People who may have once gone into software or computing roles might realise there are some interesting jobs in manufacturing. It is becoming a much more appealing profession to a wider group of people.

For some of these new jobs you may need maths and science, but for some of them, you may well need great customer experience and the ability to interact with people. The skill of empathy, for example, may be needed, because you are interacting with one of your customers and explaining to them what the data has told you in terms of how that particular product might be going wrong.

Watching the startups of the future

In the future I think we will see an ongoing set of mergers and acquisitions particularly as technologies develop and grow. I think one of the areas that we will see quite a lot of activity in is all around this question of data and how we use data. Those firms that will do well will be able to harvest or collect data. Companies will need to be able to interpret and then make sense of that data, and they will need to provide the tools, whether it is the hardware or the software, to allow both the gathering or harvesting of data and the analysis of data. Those sets of firms will need to come together.

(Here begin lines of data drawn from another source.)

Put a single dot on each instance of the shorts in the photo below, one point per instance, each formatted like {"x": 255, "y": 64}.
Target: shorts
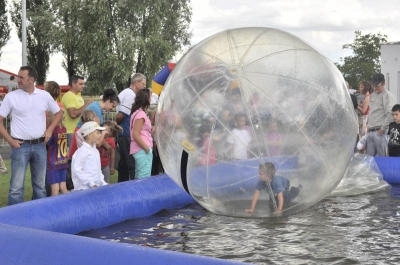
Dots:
{"x": 143, "y": 163}
{"x": 56, "y": 176}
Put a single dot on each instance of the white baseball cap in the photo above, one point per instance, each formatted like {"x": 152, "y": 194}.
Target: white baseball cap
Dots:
{"x": 89, "y": 127}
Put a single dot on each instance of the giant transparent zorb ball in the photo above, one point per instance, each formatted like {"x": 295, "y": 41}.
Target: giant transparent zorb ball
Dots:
{"x": 250, "y": 95}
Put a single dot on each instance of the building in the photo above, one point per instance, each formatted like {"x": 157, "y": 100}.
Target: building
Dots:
{"x": 390, "y": 67}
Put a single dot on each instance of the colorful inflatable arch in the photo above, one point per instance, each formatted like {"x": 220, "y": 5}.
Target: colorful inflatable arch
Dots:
{"x": 159, "y": 80}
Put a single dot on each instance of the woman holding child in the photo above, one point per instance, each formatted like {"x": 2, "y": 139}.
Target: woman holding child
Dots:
{"x": 141, "y": 140}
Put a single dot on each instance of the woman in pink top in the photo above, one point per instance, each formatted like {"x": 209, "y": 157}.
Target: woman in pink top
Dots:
{"x": 141, "y": 139}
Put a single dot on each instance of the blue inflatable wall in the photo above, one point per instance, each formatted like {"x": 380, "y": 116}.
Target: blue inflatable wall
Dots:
{"x": 23, "y": 241}
{"x": 38, "y": 232}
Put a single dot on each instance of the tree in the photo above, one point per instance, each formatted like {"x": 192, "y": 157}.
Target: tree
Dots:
{"x": 4, "y": 26}
{"x": 37, "y": 42}
{"x": 164, "y": 31}
{"x": 365, "y": 60}
{"x": 108, "y": 40}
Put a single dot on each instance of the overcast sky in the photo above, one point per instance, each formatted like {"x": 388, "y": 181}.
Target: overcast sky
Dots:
{"x": 327, "y": 25}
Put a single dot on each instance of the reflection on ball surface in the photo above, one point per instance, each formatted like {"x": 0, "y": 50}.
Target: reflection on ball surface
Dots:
{"x": 250, "y": 95}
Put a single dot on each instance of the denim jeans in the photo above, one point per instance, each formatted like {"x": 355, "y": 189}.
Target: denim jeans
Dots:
{"x": 126, "y": 165}
{"x": 36, "y": 156}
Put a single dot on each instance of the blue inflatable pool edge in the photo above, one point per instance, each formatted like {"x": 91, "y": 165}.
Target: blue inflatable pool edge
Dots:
{"x": 41, "y": 231}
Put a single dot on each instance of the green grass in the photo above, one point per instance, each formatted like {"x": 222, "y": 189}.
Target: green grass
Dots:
{"x": 5, "y": 184}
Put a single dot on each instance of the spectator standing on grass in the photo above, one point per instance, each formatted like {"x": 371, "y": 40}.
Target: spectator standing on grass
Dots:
{"x": 3, "y": 168}
{"x": 29, "y": 135}
{"x": 126, "y": 165}
{"x": 141, "y": 139}
{"x": 380, "y": 115}
{"x": 12, "y": 85}
{"x": 74, "y": 105}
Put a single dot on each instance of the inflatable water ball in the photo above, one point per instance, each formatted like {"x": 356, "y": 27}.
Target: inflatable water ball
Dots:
{"x": 246, "y": 96}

There are some large organisations out there wanting to do business with the new startups. GE is a good example, where it is making some quite careful acquisitions to build its  capability to really capitalise on the internet of things. There are quite a lot of small start-up firms that are doing quite interesting things in that area that will clearly be targets in the short to medium term for some of the larger firms as well.

Whether you are starting-up or focusing on maintaining your existing customer base you will need to increase your reach and recognise the way that your user community is evolving its needs. You will have to evolve your business model and your capabilities to really match quite rapid changes in what your customers are demanding and expecting. This means that your rivals may well want to make friends with you.

• Professor Andy Neely is director of the Cambridge Service Alliance, a leading partnership between global business and academics focused on understanding and developing complex service solutions.